Moved from Talk:Archive.is

@93.185.30.56: I see that you're from Russia, where archive.is is blocked in HTTPS. However, the situation varies. China for example block HTTP but not HTTPS. archive.is is HTTPS now by default. There's no policy on how to link to archive.is. And seeing how most of the world can access it through HTTPS, then linking to it in the encrypted form is better than exposing traffic to an unsecure link. Users in countries where one form or the other is blocked should make the extra effort to modify the link (HTTP/HTTPS) when trying to access it. —Hexafluoride Ping me if you need help, or post on my talk 13:33, 14 July 2016 (UTC)[reply]

Also note that Wikipedia itself is only available in HTTPS, so the point is pretty much moot (as in irrelevant). nyuszika7h (talk) 13:49, 14 July 2016 (UTC)[reply]
Hexafluoride, also note that pinging IPs does not work, try leaving a talkback on their talk page instead if you want to get their attention. nyuszika7h (talk) 13:50, 14 July 2016 (UTC)[reply]
@Nyuszika7H: I've mistakenly put this in the archive.is talk, instead of Wikipedia:Using archive.is. I'm moving it there. I've also Tb'ed the IP user. —Hexafluoride Ping me if you need help, or post on my talk 14:00, 14 July 2016 (UTC)[reply]
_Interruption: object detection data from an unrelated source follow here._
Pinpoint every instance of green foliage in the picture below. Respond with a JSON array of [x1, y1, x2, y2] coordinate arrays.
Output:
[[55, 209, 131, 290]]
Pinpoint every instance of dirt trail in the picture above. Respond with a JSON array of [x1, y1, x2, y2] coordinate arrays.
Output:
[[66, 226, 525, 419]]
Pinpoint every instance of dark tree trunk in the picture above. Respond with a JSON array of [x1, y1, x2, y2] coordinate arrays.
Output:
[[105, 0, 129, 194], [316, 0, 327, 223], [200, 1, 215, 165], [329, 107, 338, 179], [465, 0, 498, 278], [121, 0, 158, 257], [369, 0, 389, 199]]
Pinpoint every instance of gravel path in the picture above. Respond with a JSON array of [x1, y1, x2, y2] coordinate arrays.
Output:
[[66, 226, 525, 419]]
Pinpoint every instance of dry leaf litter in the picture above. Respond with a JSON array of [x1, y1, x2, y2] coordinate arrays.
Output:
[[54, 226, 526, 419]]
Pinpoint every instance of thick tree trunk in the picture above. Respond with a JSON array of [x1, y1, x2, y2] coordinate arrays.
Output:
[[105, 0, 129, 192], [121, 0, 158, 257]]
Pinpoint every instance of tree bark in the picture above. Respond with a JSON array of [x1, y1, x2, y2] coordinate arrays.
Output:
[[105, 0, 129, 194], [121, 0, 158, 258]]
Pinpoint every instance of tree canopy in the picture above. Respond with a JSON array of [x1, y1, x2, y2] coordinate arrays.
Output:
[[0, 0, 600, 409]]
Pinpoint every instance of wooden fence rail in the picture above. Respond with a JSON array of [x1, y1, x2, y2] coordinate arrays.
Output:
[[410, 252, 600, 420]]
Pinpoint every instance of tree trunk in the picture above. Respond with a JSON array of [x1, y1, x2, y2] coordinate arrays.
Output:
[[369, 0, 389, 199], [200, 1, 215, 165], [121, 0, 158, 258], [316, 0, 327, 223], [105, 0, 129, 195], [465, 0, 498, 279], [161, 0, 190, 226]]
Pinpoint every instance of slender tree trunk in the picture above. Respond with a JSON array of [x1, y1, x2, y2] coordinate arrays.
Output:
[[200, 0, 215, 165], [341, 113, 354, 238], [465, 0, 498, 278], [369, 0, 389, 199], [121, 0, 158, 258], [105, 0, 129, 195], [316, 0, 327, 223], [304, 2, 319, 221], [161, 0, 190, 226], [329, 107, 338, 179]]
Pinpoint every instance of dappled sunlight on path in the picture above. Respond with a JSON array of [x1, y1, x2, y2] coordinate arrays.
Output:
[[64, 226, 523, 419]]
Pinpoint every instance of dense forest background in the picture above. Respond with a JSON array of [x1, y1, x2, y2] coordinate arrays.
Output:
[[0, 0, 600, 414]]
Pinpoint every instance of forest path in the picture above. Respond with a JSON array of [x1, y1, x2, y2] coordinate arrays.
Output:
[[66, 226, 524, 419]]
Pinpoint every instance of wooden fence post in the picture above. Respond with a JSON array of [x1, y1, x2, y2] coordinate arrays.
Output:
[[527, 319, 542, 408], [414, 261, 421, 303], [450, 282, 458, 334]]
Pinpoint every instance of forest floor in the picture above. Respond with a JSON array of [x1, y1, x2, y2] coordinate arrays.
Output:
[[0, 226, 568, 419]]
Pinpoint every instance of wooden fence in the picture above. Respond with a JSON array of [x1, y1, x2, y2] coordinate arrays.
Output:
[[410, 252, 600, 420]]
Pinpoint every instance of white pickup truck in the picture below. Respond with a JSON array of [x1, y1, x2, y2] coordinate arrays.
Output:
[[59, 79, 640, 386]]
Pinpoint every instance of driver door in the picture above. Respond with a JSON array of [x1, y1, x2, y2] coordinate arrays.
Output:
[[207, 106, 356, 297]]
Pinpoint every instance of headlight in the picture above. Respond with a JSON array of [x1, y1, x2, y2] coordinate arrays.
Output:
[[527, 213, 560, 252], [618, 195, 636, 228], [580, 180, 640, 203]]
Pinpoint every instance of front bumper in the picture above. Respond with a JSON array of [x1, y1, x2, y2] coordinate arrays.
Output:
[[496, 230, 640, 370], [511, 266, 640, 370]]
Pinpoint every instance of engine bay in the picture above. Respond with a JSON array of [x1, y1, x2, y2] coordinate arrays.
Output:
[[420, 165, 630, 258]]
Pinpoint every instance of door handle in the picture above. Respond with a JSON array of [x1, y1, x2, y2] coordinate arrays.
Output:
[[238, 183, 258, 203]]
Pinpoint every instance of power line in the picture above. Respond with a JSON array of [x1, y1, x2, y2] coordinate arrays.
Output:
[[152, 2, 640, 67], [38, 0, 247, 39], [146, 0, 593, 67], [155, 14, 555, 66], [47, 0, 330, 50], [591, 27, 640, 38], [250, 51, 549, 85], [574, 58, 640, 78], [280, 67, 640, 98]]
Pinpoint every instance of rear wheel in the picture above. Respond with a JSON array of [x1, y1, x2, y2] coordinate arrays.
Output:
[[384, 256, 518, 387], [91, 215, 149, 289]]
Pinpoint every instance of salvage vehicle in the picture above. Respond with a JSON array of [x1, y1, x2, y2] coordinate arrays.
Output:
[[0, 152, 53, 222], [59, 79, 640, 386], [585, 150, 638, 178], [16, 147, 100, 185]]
There was an RfC that decided to use use https for archive.org .. I don't see why archive.is would be any different result if there was another RfC. The argument that certain countries block https, would that be solvable with Wikipedia:Protocol-relative URL? — Preceding unsigned comment added by Green Cardamom (talkcontribs) 15:13, 14 July 2016 (UTC)[reply]

@Green Cardamom: As I said, Wikipedia itself is only available over HTTPS, so it's pointless. nyuszika7h (talk) 15:17, 14 July 2016 (UTC)[reply]
you have misinterpret the point. The countries do not block the https as whole, they block particular domains. https://archive.is is blocked in Russia, but https://archive.li is not. As for China, another way of blocking there (https is available and http is blocked) is not relevant here because Wikipedia is blocked in China, so it is pointless to optimize the Wikipedia pages targeting China. https://archive.is is the only protocol-domain combination (among 10: {http:archive.is, http:archive.today, http:archive.li, http:archive.ec, http:archive.fo, https:archive.is, https:archive.today, https:archive.li, https:archive.ec, https:archive.fo}) with geo-problems. Clicking such links from Russia (where Wikipedia is not yet blocked) lead to a network error, not even to a message "the page is blocked", thus the https://archive.is links look like dead links. If you insist on using https, consider linking to another domain (archive.li, .today, .fo or .ec - they all do work with https well) 93.185.28.66 (talk) 15:29, 14 July 2016 (UTC)[reply]
If they block archive.is, I don't think it's worth playing whack-a-mole with them, they will eventually block other domains if they get widespread use anyway. nyuszika7h (talk) 15:32, 14 July 2016 (UTC)[reply]
The problem is different (you may read in Russian Wikipedia about it). "They" do not "want" to block archive.is. They need to censor few pages which are illegal in Russia. With http - because it is not encrypted - only those pages are blocked and replaced with the message explaining why it is blocked. With https - because it is encrypted - it is not possible to block a particular page, only whole domain. So, using another domain can be considered a whack-a-mole while using http is a fair play with the big brother: he sees your unencrypted traffic and tries to be the least disturbing as possible.93.185.28.66 (talk) 15:38, 14 July 2016 (UTC)[reply]
* BTW, https://archive.today redirects to http://archive.is in Russia and to https://archive.is outside and serves no content, only redirect so it has the smallest chance to be blocked. It can be a good compromise as default form of linking to archive.is from Wikipedia. 93.185.28.66 (talk) 16:00, 14 July 2016 (UTC)[reply]